An interesting use case for an RNN is in unsupervised generative models, where we try to predict new examples. This means that we’re trying to learn \(P(\mathbf{X})\) [SKTW18]. With a generative RNN, we predict the sequence one symbol at a time by conditioning on a growing sequence. This is called autoregressive generation.

(13.2)#\[\begin{equation} P(\mathbf{X}) = \prod P(\vec{x}_L | \vec{x}_{L - 1}, \vec{x}_{L - 2}, \ldots,\vec{x}_0)\ldots P(\vec{x}_1 | \vec{x}_0) P(\vec{x}_0)) \end{equation}\]

The RNN is trained to take as input a sequence and output the probability for the next character. Our network is trained to be this conditional probability: \(P(\vec{x}_i | \vec{x}_{L - i}, \vec{x}_{L - i}, \ldots, \vec{x}_0)\). What about the \(P(\vec{x}_0)\) term? Typically we just pick what the first character should be. Or, we could create an artificial “start” character that marks the beginning of a sequence (typically 0) and always choose that.
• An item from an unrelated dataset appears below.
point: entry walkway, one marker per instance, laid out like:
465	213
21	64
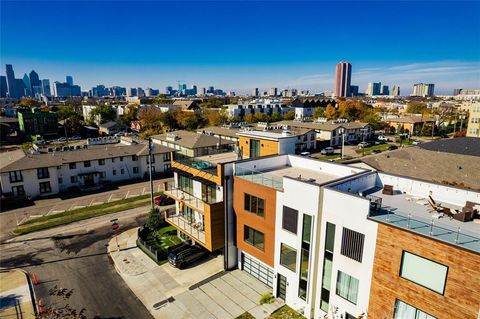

We can train the RNN to agree with \(P(\vec{x}_i | \vec{x}_{L - i}, \vec{x}_{L - i}, \ldots, \vec{x}_0)\) by taking an arbitrary sequence \(\vec{x}\) and choosing a split point \(\vec{x}_i\) and training on the proceeding sequence elements. This is just multi-class classification. The number of classes is the number of available characters and our model should output a probability vector across the classes. Recall the loss for this cross-entropy.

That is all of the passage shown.